2. 3-D Imaging Models

Reading: Sonka Ch 9.

Part I of this course, on early vision, is concerned with the most basic vision tasks, such as determining the depth of a given image feature from the camera, or estimating egomotion (camera self-motion).

Part I will take us up to the midterm exam.

We first consider the traditional passive vision approach, and then the more recent active vision approach to early vision.

Passive early vision

3-D Imaging models

In passive vision analysis, we work closely with our imaging system's imaging model, that is, its quantitative mapping from 3-D scenes to 2-D images. Then the main job can be undertaken: to invert the imaging model, that is, recover the 3-D scene. Recall that Passive Vision is synonymous with Vision as Recovery.

Camera model

In order to have a quantitative description of how a given camera views the real world, we need a camera model.

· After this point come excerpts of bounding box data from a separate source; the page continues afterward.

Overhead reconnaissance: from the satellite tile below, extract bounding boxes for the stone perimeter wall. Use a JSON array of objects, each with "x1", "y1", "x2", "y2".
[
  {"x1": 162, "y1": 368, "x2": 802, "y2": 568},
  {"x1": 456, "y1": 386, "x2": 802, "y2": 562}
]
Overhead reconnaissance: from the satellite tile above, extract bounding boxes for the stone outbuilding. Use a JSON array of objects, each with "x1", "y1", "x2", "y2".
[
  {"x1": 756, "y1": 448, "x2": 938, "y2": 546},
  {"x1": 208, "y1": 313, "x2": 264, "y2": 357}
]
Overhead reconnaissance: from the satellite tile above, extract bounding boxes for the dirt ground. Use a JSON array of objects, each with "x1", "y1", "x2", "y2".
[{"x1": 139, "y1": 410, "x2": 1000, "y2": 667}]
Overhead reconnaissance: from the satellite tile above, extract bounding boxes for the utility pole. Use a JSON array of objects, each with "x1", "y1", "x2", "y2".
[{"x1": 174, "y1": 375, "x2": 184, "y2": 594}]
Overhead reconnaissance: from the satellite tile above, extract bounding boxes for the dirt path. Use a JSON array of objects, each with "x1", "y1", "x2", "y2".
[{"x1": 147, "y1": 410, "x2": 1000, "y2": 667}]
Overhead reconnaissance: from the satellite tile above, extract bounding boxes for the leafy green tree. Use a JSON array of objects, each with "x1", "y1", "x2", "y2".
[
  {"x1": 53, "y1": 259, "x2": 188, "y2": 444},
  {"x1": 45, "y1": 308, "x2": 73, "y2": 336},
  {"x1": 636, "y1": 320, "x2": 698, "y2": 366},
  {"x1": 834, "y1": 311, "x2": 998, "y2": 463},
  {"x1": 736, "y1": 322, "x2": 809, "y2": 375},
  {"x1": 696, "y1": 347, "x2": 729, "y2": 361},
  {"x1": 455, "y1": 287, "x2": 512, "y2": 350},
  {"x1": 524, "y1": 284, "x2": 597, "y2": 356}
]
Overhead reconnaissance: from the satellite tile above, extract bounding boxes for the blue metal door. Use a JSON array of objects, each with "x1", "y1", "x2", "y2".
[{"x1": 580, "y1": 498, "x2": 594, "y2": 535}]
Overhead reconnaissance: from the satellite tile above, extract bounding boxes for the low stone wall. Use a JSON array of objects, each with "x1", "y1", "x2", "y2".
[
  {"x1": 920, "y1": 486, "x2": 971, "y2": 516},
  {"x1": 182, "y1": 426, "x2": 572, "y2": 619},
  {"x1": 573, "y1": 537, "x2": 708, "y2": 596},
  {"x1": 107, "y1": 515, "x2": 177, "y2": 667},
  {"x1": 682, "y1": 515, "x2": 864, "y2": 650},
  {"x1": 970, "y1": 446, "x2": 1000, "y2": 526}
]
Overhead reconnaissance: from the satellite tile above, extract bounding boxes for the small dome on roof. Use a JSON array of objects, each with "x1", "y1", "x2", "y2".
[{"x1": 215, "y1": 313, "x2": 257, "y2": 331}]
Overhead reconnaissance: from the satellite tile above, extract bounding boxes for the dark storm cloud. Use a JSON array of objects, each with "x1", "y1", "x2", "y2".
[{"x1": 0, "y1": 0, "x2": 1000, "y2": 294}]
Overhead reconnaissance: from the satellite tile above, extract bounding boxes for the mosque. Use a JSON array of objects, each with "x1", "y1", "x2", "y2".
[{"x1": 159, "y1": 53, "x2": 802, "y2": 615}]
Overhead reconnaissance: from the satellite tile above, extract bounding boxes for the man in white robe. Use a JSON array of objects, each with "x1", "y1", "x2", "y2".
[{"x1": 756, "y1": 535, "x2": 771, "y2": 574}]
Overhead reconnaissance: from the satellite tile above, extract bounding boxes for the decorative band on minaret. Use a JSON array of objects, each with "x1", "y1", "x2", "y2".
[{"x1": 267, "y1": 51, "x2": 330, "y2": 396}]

This is a mapping C: \(R^3 \rightarrow R^2\) which specifies how the 3D scene will appear on the 2D image plane of the camera. A camera model supports two types of parameters:

Intrinsic parameters: properties of the camera itself, which do not change as the position and orientation of the camera in space are changed.
Extrinsic parameters: those which change with position and orientation of the camera.

E.g.: focal length and lens magnification factor are intrinsic parameters, focal point location and vector orientation of the optical axis are extrinsic parameters.

Both sets of parameters must be completely specified before the camera model C: \(R^3 \rightarrow R^2\) is known and we can predict the 2D image on the image plane that derives from any given 3D scene.

Perspective projection

The geometry of perspective projection is used to develop the camera model.

Define a ray as a half-line beginning at the origin.

All points on a given ray R will map into the single point r in the image plane.

The set of all such mappings is the perspective projection.

Formally, let x and x' be nonzero vectors in \(R^{n+1}\) (we will use n=2) and define \(x \equiv x'\) (x is equivalent to x') if and only if \(x' \propto x\).

Then the quotient space of this equivalence relation (set of equivalence classes) is \(P^n\), the projective space associated with the Euclidean space \(R^{n+1}\).

Note that the projective space is lower-dimensional than the Euclidean space (dim = 2 vs 3).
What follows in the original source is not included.